Question

A position vector of a point is (2î +2j)m
(a) Find magnitude of this vector
(b) Find angle with x-axis
(c) Find the volume of cone which is generated when a line segment representing this position vector
is rotated about x-axis with one end remaining fixed at origin.​

Answer 1

Given that,

A position vector of point is

$\vec{r}=(2i+2j)\ m$

(a). We need to calculate the magnitude of this vector

Using formula of magnitude of the vector

$r=\sqrt{2^2+2^2}$

$r=\sqrt{8}$

$r=2\sqrt{2}\ m$

(b). We need to calculate the angle with x-axis

Using formula of direction

$\theta=\tan^{-1}\dfrac{\text{component of j}}{\text{component of i}}$

Put the value in to the formula

$\theta=\tan^{-1}\dfrac{2}{2}$

$\theta=45^{\circ}$

(c).
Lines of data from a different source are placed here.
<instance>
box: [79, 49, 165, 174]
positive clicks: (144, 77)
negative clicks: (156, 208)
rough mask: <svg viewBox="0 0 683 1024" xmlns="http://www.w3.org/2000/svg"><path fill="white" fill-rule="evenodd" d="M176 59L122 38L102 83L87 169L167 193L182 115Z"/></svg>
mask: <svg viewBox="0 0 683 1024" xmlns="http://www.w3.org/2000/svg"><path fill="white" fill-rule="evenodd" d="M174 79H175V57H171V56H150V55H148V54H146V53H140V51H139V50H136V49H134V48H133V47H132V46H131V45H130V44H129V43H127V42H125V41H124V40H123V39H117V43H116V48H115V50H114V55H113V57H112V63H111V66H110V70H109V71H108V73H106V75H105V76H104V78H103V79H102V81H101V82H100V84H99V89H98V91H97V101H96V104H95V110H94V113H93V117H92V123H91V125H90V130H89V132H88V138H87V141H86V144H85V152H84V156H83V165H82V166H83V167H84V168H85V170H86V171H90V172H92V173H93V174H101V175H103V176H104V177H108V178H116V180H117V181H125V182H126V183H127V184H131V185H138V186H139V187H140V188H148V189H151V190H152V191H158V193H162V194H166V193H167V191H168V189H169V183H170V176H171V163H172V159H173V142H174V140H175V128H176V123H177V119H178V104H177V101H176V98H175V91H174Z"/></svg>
When a line segment representing this position vector  is rotated about x-axis with one end remaining fixed at origin

The radius of the cone formed by the position vector is 2 unit.

The height of the cone = 2 unit

We need to calculate the volume of the cone

Using formula of volume of cone

$V=\dfrac{1}{3}\pi r^2 h$

Put the value into the formula

$V=\dfrac{1}{3}\times\pi\times2^2\times2$

$V=8.37\ cubic\ unit$

Hence, (a). The magnitude of this vector is 2√2 unit.

(b). The angle with x-axis is 45°

(c). The volume of cone is 8.37 cubic unit.